Bannon does think the product is scaleable, and doesn’t have the same limitations as a cow. For example, by focusing only on growing the meat and not the rest of the cow, efficiency will go up. Cultured meat certainly doesn’t require as much time to grow as a cow does, either, since it only takes several weeks as opposed to the years needed to raise a cow. As far as environmental impact of one versus the other, he cites a 2011 Oxford analysis guessing that cultured beef and pork would require a little less energy than its livestock equivalent, while chicken would require a little more though it would take up far less space.

Bannon claims that the price of cultured meat has been dropping as well. It cost $US1,056,000 ($1,412,222) per 454g of the first burger in 2013, but has come down to $US9000 ($12,036) per 454g in 2017.

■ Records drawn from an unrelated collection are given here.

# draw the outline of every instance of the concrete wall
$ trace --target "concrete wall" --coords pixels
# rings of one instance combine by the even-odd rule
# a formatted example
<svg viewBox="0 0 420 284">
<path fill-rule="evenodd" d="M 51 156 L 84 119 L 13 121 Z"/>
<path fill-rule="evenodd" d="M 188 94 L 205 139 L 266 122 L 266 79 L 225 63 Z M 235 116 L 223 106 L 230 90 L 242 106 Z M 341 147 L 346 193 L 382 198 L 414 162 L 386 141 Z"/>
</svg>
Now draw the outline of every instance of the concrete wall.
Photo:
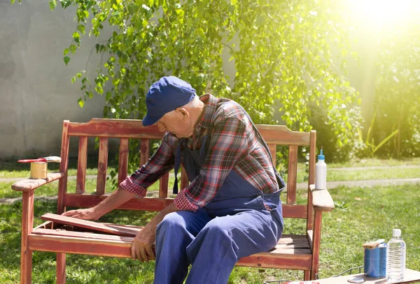
<svg viewBox="0 0 420 284">
<path fill-rule="evenodd" d="M 10 5 L 10 0 L 0 0 L 0 159 L 59 155 L 64 119 L 85 122 L 102 117 L 104 98 L 95 97 L 80 109 L 80 84 L 71 84 L 71 79 L 85 69 L 92 47 L 110 31 L 103 31 L 99 40 L 83 37 L 81 49 L 66 66 L 62 51 L 76 29 L 75 9 L 51 11 L 48 2 L 22 0 Z M 360 63 L 348 58 L 349 80 L 360 93 L 367 125 L 374 98 L 374 34 L 369 29 L 351 34 L 359 38 L 355 50 Z M 227 50 L 224 57 L 224 71 L 233 84 L 234 63 L 228 61 Z M 94 51 L 88 64 L 90 79 L 99 60 Z M 71 141 L 71 153 L 77 146 Z"/>
<path fill-rule="evenodd" d="M 74 8 L 51 11 L 48 2 L 0 0 L 0 159 L 59 156 L 63 120 L 102 117 L 104 98 L 94 98 L 80 109 L 80 84 L 71 82 L 85 69 L 97 40 L 83 38 L 82 48 L 66 66 L 62 52 L 76 29 Z M 94 51 L 89 77 L 99 60 Z"/>
</svg>

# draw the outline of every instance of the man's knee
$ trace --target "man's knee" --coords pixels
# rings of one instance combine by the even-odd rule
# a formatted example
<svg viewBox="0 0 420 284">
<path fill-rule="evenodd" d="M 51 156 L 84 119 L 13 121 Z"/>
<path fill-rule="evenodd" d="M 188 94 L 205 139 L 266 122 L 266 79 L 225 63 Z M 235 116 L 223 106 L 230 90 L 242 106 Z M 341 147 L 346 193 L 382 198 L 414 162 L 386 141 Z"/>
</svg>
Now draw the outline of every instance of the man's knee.
<svg viewBox="0 0 420 284">
<path fill-rule="evenodd" d="M 178 212 L 169 213 L 165 216 L 158 225 L 156 233 L 164 232 L 171 233 L 174 231 L 178 231 L 185 227 L 185 220 L 178 214 Z"/>
<path fill-rule="evenodd" d="M 232 223 L 226 218 L 216 218 L 206 226 L 206 234 L 210 237 L 231 237 Z"/>
</svg>

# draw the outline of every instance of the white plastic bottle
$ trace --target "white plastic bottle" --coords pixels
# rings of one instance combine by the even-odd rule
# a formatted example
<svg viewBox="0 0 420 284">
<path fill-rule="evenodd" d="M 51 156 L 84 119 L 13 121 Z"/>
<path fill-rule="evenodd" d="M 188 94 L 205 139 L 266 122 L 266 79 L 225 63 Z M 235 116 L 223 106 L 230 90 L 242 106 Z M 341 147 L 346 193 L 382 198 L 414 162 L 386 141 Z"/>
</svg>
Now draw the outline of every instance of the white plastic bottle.
<svg viewBox="0 0 420 284">
<path fill-rule="evenodd" d="M 321 153 L 318 155 L 318 163 L 315 165 L 315 188 L 327 189 L 327 164 L 326 156 L 323 156 L 323 149 L 321 148 Z"/>
<path fill-rule="evenodd" d="M 404 280 L 405 273 L 405 243 L 401 230 L 393 229 L 386 248 L 386 279 L 393 283 Z"/>
</svg>

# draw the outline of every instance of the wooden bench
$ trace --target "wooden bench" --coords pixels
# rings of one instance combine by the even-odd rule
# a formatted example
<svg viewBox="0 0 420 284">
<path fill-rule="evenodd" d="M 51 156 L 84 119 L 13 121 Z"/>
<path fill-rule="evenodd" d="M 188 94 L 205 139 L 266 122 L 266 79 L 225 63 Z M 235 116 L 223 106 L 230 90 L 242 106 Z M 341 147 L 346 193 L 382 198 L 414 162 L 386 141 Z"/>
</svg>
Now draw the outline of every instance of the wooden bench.
<svg viewBox="0 0 420 284">
<path fill-rule="evenodd" d="M 288 145 L 287 189 L 282 193 L 282 195 L 286 194 L 286 202 L 283 204 L 284 217 L 306 219 L 306 230 L 299 235 L 282 236 L 277 246 L 270 251 L 241 258 L 237 265 L 303 270 L 305 280 L 314 279 L 317 277 L 318 269 L 322 213 L 334 208 L 328 190 L 316 190 L 314 186 L 316 133 L 315 130 L 293 132 L 284 126 L 258 125 L 257 127 L 270 147 L 274 164 L 276 146 Z M 79 137 L 76 186 L 75 192 L 68 192 L 69 145 L 70 137 L 75 136 Z M 87 194 L 85 190 L 89 137 L 99 137 L 99 144 L 94 194 Z M 130 234 L 107 234 L 94 228 L 72 231 L 74 227 L 68 225 L 64 230 L 62 225 L 50 221 L 33 227 L 34 192 L 42 185 L 58 179 L 57 214 L 64 212 L 67 207 L 93 207 L 107 197 L 106 181 L 108 139 L 115 137 L 120 140 L 118 179 L 120 182 L 127 176 L 129 140 L 140 140 L 140 165 L 144 165 L 148 158 L 150 140 L 161 139 L 162 137 L 162 133 L 157 127 L 144 127 L 140 120 L 93 119 L 88 123 L 64 121 L 59 172 L 50 173 L 46 179 L 26 179 L 12 185 L 13 190 L 22 191 L 23 195 L 21 283 L 31 283 L 32 252 L 35 251 L 57 253 L 57 283 L 66 281 L 66 253 L 131 257 L 130 246 L 133 237 Z M 307 198 L 304 204 L 296 202 L 298 146 L 309 147 L 309 153 Z M 187 186 L 188 180 L 183 170 L 181 179 L 182 188 Z M 169 174 L 159 181 L 158 197 L 135 197 L 118 209 L 162 210 L 173 200 L 168 197 L 168 181 Z M 105 230 L 102 232 L 106 232 L 106 228 L 123 232 L 141 230 L 141 227 L 111 224 L 98 224 L 98 226 L 105 226 Z"/>
</svg>

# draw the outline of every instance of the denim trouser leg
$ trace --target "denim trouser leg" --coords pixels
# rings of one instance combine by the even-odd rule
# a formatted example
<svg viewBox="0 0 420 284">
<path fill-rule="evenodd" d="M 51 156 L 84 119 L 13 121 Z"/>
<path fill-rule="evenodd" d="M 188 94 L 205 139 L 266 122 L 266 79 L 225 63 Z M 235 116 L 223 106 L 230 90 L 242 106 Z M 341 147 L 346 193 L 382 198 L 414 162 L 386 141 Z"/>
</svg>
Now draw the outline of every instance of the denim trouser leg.
<svg viewBox="0 0 420 284">
<path fill-rule="evenodd" d="M 186 283 L 227 283 L 239 258 L 272 248 L 282 230 L 268 211 L 249 210 L 216 217 L 187 247 L 192 265 Z"/>
<path fill-rule="evenodd" d="M 156 228 L 155 284 L 182 284 L 190 262 L 186 248 L 210 221 L 204 209 L 167 215 Z"/>
</svg>

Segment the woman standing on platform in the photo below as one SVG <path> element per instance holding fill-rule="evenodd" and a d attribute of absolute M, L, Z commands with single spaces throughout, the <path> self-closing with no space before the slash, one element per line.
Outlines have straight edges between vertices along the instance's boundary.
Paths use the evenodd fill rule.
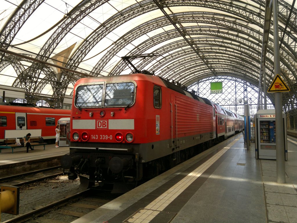
<path fill-rule="evenodd" d="M 29 147 L 31 150 L 34 150 L 34 149 L 32 149 L 31 146 L 31 143 L 30 143 L 30 137 L 31 137 L 31 134 L 28 133 L 26 136 L 24 136 L 24 145 L 27 147 L 27 152 L 29 152 Z"/>
<path fill-rule="evenodd" d="M 56 148 L 58 148 L 59 147 L 59 146 L 58 145 L 58 142 L 59 142 L 59 140 L 60 140 L 60 133 L 61 131 L 61 130 L 59 129 L 60 128 L 60 125 L 57 125 L 57 128 L 56 128 Z"/>

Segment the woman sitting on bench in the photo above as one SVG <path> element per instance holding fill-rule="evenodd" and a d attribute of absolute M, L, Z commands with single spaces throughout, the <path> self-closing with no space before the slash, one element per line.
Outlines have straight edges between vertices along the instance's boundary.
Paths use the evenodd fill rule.
<path fill-rule="evenodd" d="M 26 136 L 24 136 L 24 145 L 27 146 L 27 152 L 29 152 L 29 147 L 31 150 L 34 150 L 34 149 L 32 149 L 31 147 L 31 143 L 30 143 L 30 137 L 31 136 L 31 134 L 28 133 L 26 135 Z"/>

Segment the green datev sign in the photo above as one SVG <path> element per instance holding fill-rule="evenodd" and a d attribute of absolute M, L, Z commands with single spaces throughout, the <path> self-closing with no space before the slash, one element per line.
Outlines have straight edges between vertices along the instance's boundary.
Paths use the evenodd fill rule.
<path fill-rule="evenodd" d="M 210 83 L 211 94 L 222 94 L 223 93 L 223 82 L 211 82 Z"/>

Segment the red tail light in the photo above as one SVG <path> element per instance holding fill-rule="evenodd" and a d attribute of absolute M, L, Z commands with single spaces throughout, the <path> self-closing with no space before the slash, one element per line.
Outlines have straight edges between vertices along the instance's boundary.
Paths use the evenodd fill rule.
<path fill-rule="evenodd" d="M 116 134 L 116 140 L 119 142 L 121 142 L 124 139 L 124 136 L 121 132 L 117 132 Z"/>
<path fill-rule="evenodd" d="M 89 139 L 89 134 L 86 132 L 84 132 L 81 134 L 81 140 L 85 142 Z"/>

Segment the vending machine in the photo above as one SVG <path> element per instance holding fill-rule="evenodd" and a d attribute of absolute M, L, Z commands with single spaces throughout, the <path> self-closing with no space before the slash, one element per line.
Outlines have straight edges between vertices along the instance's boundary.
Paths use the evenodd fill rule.
<path fill-rule="evenodd" d="M 255 121 L 256 158 L 276 159 L 275 136 L 275 111 L 274 109 L 259 110 L 256 114 Z M 286 119 L 282 113 L 285 160 L 287 160 Z M 277 126 L 277 128 L 279 128 Z"/>
<path fill-rule="evenodd" d="M 69 139 L 67 135 L 70 131 L 70 118 L 61 118 L 58 121 L 60 125 L 59 146 L 69 146 Z"/>

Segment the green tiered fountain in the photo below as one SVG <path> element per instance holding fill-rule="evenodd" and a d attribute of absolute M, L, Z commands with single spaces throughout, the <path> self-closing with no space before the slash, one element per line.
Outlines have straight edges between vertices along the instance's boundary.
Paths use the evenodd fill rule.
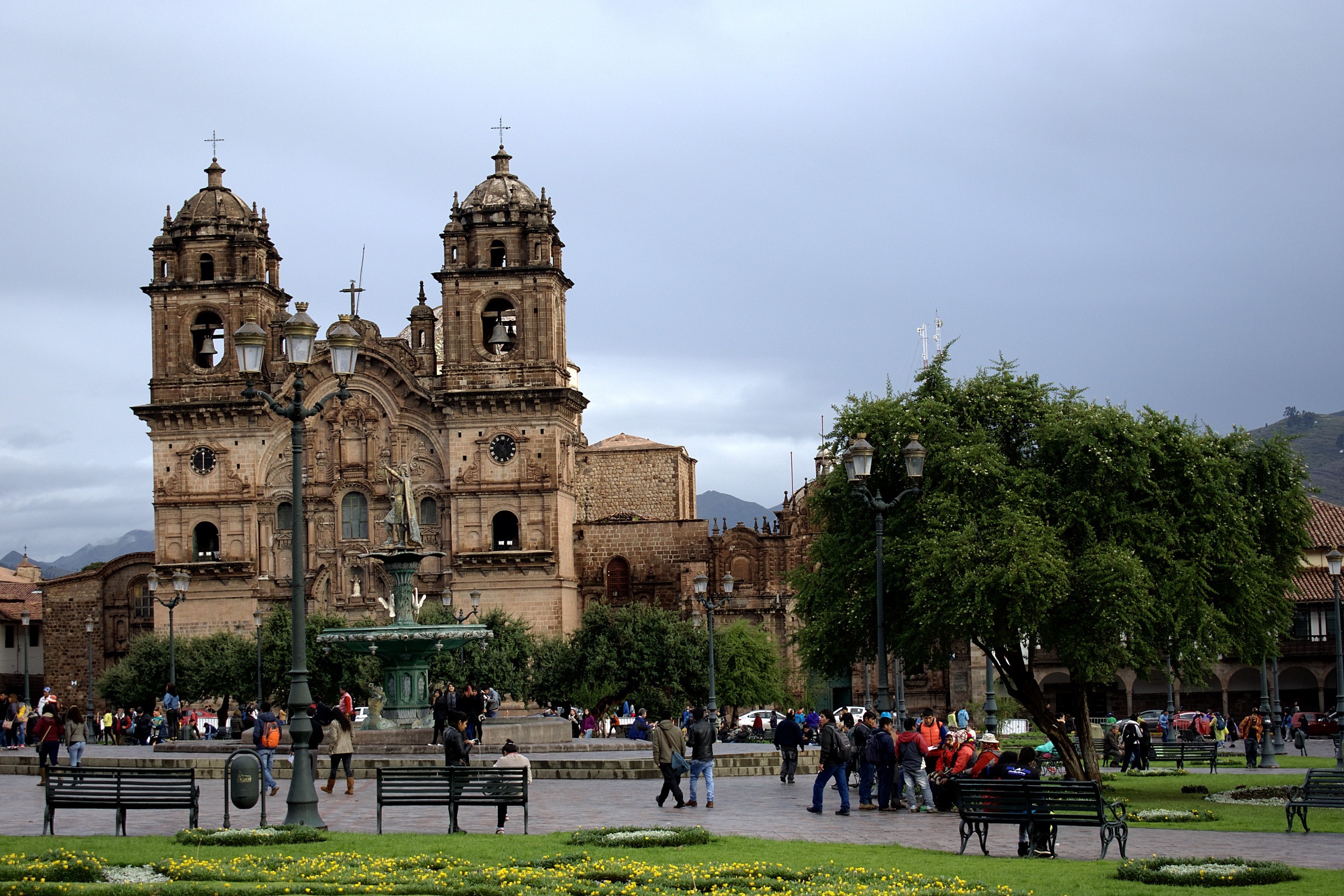
<path fill-rule="evenodd" d="M 419 625 L 415 614 L 418 598 L 411 579 L 425 557 L 445 556 L 442 551 L 423 551 L 419 520 L 411 492 L 410 470 L 405 463 L 388 473 L 392 509 L 383 519 L 388 539 L 376 551 L 364 555 L 383 564 L 392 576 L 392 622 L 368 629 L 327 629 L 317 643 L 351 653 L 378 657 L 383 666 L 383 705 L 378 693 L 370 700 L 364 728 L 406 728 L 425 724 L 429 712 L 429 660 L 444 650 L 456 650 L 470 641 L 489 638 L 493 633 L 482 625 Z"/>

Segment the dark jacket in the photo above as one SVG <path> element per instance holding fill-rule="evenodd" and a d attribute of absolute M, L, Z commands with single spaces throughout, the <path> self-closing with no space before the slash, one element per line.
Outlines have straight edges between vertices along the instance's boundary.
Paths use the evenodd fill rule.
<path fill-rule="evenodd" d="M 797 750 L 804 744 L 802 728 L 793 719 L 785 716 L 784 721 L 774 727 L 774 746 L 780 750 Z"/>
<path fill-rule="evenodd" d="M 844 737 L 840 729 L 836 728 L 836 723 L 828 721 L 821 725 L 821 733 L 817 742 L 821 744 L 821 767 L 829 768 L 831 766 L 839 766 L 843 759 L 843 752 L 840 750 L 840 739 Z"/>
<path fill-rule="evenodd" d="M 929 744 L 925 743 L 922 733 L 918 731 L 902 731 L 900 736 L 896 737 L 896 744 L 900 751 L 900 768 L 903 771 L 915 772 L 925 767 Z M 910 805 L 913 806 L 914 803 Z"/>
<path fill-rule="evenodd" d="M 708 719 L 696 721 L 685 732 L 685 743 L 691 748 L 691 759 L 710 762 L 714 759 L 714 723 Z"/>
<path fill-rule="evenodd" d="M 472 758 L 472 744 L 466 743 L 466 737 L 462 732 L 457 729 L 457 725 L 450 725 L 444 729 L 444 764 L 445 766 L 469 766 Z"/>
<path fill-rule="evenodd" d="M 853 731 L 849 732 L 849 743 L 853 744 L 853 758 L 863 764 L 867 764 L 868 762 L 868 752 L 866 750 L 868 739 L 876 733 L 876 729 L 870 728 L 862 721 L 856 721 Z"/>
<path fill-rule="evenodd" d="M 887 731 L 883 731 L 882 728 L 878 728 L 876 731 L 874 731 L 868 736 L 874 739 L 874 743 L 876 743 L 876 747 L 874 747 L 874 750 L 876 750 L 878 755 L 882 758 L 878 762 L 878 764 L 879 766 L 895 766 L 896 764 L 896 742 L 891 739 L 891 733 L 887 732 Z M 867 762 L 867 760 L 864 760 L 864 762 Z"/>

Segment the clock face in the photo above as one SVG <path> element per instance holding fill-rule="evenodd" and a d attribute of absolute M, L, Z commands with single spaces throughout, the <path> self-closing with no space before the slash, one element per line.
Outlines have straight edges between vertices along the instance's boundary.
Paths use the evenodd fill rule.
<path fill-rule="evenodd" d="M 202 445 L 191 453 L 191 469 L 202 476 L 215 469 L 215 453 Z"/>
<path fill-rule="evenodd" d="M 508 463 L 517 454 L 517 445 L 513 442 L 512 435 L 505 435 L 500 433 L 493 439 L 491 439 L 491 457 L 495 458 L 497 463 Z"/>

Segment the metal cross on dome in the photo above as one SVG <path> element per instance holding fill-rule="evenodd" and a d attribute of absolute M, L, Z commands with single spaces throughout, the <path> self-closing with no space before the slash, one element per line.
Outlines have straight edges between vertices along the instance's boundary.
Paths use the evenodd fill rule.
<path fill-rule="evenodd" d="M 207 137 L 206 140 L 202 140 L 200 142 L 210 144 L 210 154 L 211 154 L 211 157 L 214 157 L 218 161 L 219 160 L 219 144 L 224 142 L 224 138 L 223 137 L 216 137 L 215 132 L 211 130 L 210 132 L 210 137 Z"/>

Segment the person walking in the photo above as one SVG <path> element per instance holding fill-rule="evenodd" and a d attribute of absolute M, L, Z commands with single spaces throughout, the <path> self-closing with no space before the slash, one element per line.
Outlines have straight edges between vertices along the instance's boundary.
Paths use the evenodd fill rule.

Companies producing these meats have been mum about their progress and processes, though. Memphis Meats’ last tasting was only given to folks at a press event, and they have stayed quiet about a few of the specifics of cultured meat science. For example, cell cultures currently require an animal product, called fetal bovine serum. That’s what’s left after taking the red blood cells out of cow fetus blood. Memphis Meats claims they removed the serum from their process, but won’t give details about what they replaced it with, or what scaffolding holds the cells together. Bannon replied to my comment on his blog that he thought the companies were “strikingly transparent” on other fronts, and Mosa Meat’s Mark Post has let folks tour his lab.

And aside from calling a few scientists who told me that stem cells are expensive, there no good way to accurately gauge the price as-is aside from believing the people making the product. We’ll have to wait until we see something, on all counts.

So, who do you believe? It’s easy for Impossible Meats, a veggie burger company that’s already selling its product in restaurants, to crap on its new competitors which have secured only a fraction of the funding. But does meat grown in a culture stand a chance? Post, creator of the first cultured burger, has claimed that he can make one for around $US11 ($15). Eventually, the cultured meat startups hope the whole process will look like a giant brewery where meat is raised in vats.

The fact of the matter is, it’s far too early to know just how scalable cultured meat might be — or how much better it will be for the environment, one of its main benefits. Some estimates seem to show that cultured meat is a better option for the environment than regular meat, but a recent estimate published in the journal Environmental Science and Technology shows that we really have no idea on that front. That study concluded that cultured meat would definitely require less land than raising cattle, but might require more energy to produce the same amount of meat. And the uncertainties on those estimates were very high.

Will people even eat cultured meat? They’re certainly eating the Impossible Burger, which from my own taste test is only slightly distinguishable from a hamburger so long as it has all of the fixings like pickles and sauce. It’s still a vegetable-based product as opposed to real, albeit cultured, meat. And we won’t be able to make an accurate assessment on what cultured meat tastes like until we try it.

I’ve reached out to Brown as well as some folks at other cultured meat companies. But just know that if things keep going like this, then there’s going to be some arguing over the right way to reduce our meat consumption… assuming that people are even willing to do that.